Nor need we enquire whether similar considerations enter into the review of statutes directed at particular religious, Pierce v. Society of Sisters, 268 U. S. 510, or national, Meyer v. Nebraska, 262 U. S. 390; Bartels v. Iowa, 262 U. S. 404; Farrington v. Tokushige, 273 U. S. 284, or racial minorities, Nixon v. Herndon, supra; Nixon v. Condon, supra: whether prejudice against discrete and insular minorities may be a special condition, which tends seriously to curtail the operation of those political processes ordinarily to be relied upon to protect minorities, and which may call for a correspondingly more searching judicial inquiry. Compare 17 U. S. 428; South Carolina v. Barnwell Bros.,@ 303 U. S. 177, 303 U. S. 184, n 2, and cases cited.

MR. JUSTICE BUTLER.

I concur in the result. Prima facie, the facts alleged in the indictment are sufficient to constitute a violation of the statute. But they are not sufficient conclusively to establish guilt of the accused. At the trial, it may introduce evidence to show that the declaration of the Act that the described product is injurious to public health and that the sale of it is a fraud upon the public are without any substantial foundation. Mobile, J. & K.C. R. Co. v. Turnipseed, 219 U. S. 35, 219 U. S. 43. Manley v. Georgia, 279 U. S. 1, 279 U. S. 6. The provisions on which the indictment rests should, if possible, be construed to avoid the serious question of constitutionality.Federal Trade Comm'n v.
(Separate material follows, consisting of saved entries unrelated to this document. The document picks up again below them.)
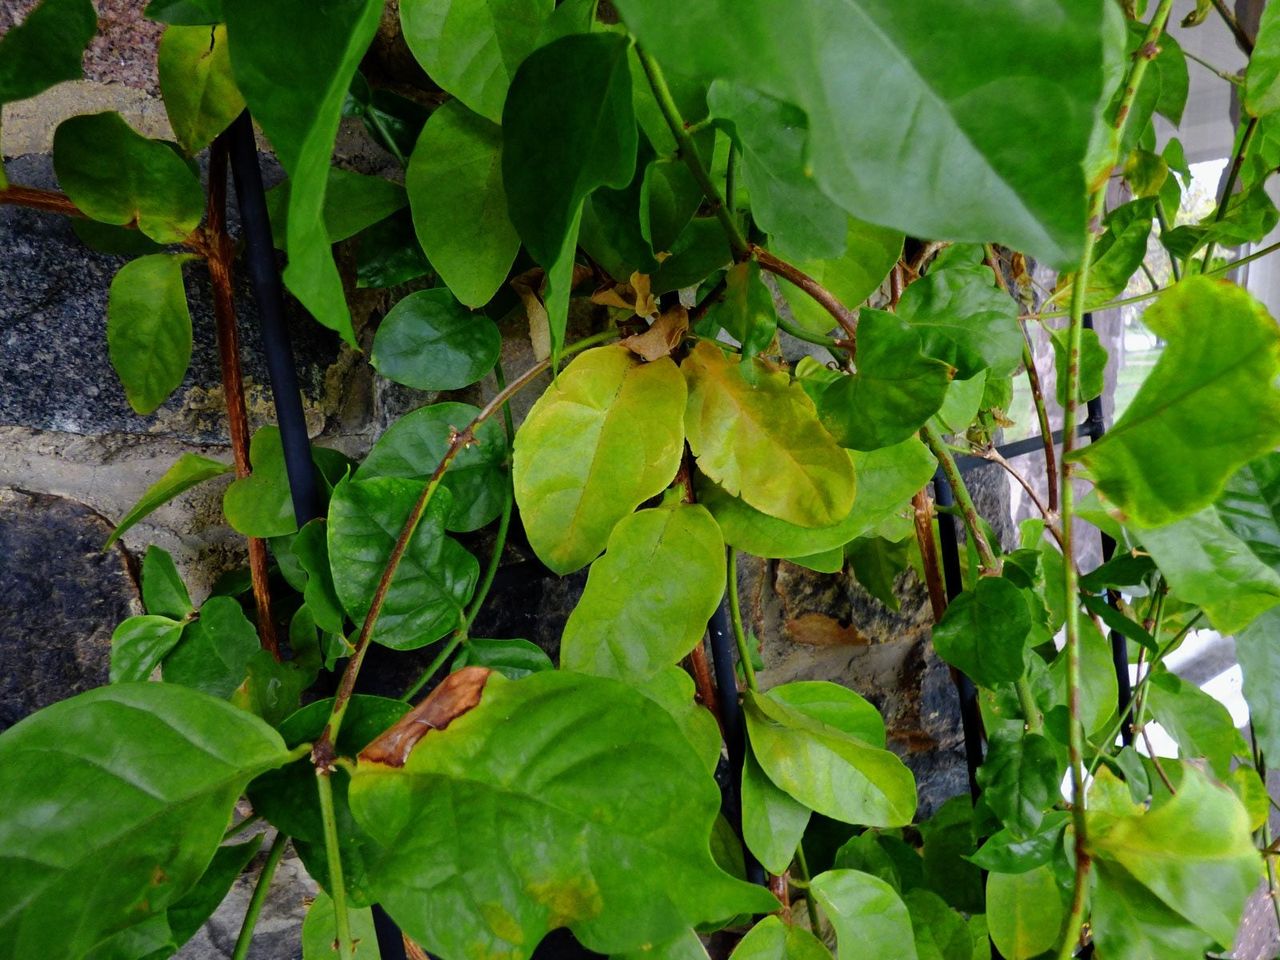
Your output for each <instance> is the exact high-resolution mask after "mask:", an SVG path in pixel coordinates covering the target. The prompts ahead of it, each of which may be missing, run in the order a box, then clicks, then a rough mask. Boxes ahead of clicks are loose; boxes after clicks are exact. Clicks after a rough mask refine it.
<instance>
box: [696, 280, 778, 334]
mask: <svg viewBox="0 0 1280 960" xmlns="http://www.w3.org/2000/svg"><path fill="white" fill-rule="evenodd" d="M707 321H708V323H716V324H719V325H721V326H723V328H724V329H726V330H727V332H728V334H730V337H732V338H733V339H736V340H737V342H739V343H740V344H742V356H744V357H754V356H755V355H756V353H763V352H765V351H768V348H769V344H771V343H773V335H774V333H776V332H777V329H778V314H777V311H776V310H774V307H773V294H772V293H771V292H769V288H768V287H765V285H764V280H762V279H760V265H759V264H756V262H755V261H754V260H748V261H745V262H742V264H735V265H733V266H731V268H730V269H728V273H727V274H726V275H724V294H723V297H721V298H719V300H717V302H716V303H714V305H712V307H710V310H708V311H707Z"/></svg>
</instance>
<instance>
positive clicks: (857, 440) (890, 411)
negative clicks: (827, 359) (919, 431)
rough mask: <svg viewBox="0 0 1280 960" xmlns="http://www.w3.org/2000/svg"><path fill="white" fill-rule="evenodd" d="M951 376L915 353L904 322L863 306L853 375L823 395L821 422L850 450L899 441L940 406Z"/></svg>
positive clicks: (888, 445) (842, 379) (918, 352)
mask: <svg viewBox="0 0 1280 960" xmlns="http://www.w3.org/2000/svg"><path fill="white" fill-rule="evenodd" d="M913 289H914V287H913ZM951 372H952V371H951V367H948V366H947V365H946V364H945V362H941V361H938V360H933V358H931V357H927V356H924V355H923V353H922V352H920V337H919V334H918V333H916V332H915V329H913V328H911V325H910V324H908V323H906V321H905V320H902V319H901V317H899V316H895V315H893V314H886V312H884V311H882V310H870V308H864V310H863V311H861V316H860V319H859V321H858V371H856V372H855V374H852V375H851V376H841V378H840V379H838V380H836V381H835V383H832V384H831V385H829V387H827V389H826V390H824V392H823V394H822V398H820V399H819V402H818V411H819V415H820V416H822V422H823V425H824V426H826V428H827V429H828V430H829V431H831V433H832V435H833V436H835V438H836V439H837V440H838V442H840V443H841V445H844V447H850V448H852V449H859V451H874V449H879V448H882V447H890V445H892V444H896V443H901V442H904V440H906V439H908V438H909V436H911V435H913V434H914V433H915V431H916V430H919V429H920V426H923V425H924V424H925V422H927V421H928V419H929V417H931V416H933V415H934V413H936V412H938V410H940V408H941V407H942V402H943V399H945V398H946V396H947V387H948V385H950V383H951Z"/></svg>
American Tobacco Co., 264 U. S. 298, 264 U. S. 307. Panama R. Co. v. Johnson, 264 U. S. 375, 264 U. S. 390. Missouri Pacific R. Co. v. Boone, 270 U. S. 466, 270 U. S. 472. Richmond Co. v. United States, 275 U. S. 331, 275 U. S. 346. If construed to exclude from interstate commerce wholesome food products that demonstrably are neither injurious to health nor calculated to deceive, they are repugnant to the Fifth Amendment. Weaver v. Palmer Bros. Co., 270 U. S. 402, 270 U. S. 412-13. See People v. Carolene Products Co., 345 Ill. 166. Carolene Products Co. v. McLaughlin, 365 Ill. 62, 5 N.E.2d 447. Carolene Products Co. v. Thomson, 276 Mich. 172, 267 N.W. 608. Carolene Products Co. v. Banning, 131 Neb. 429, 268 N.W. 313. The allegation of the indictment that Milnut "is an adulterated article of food, injurious to the public health," tenders an issue of fact to be determined upon evidence.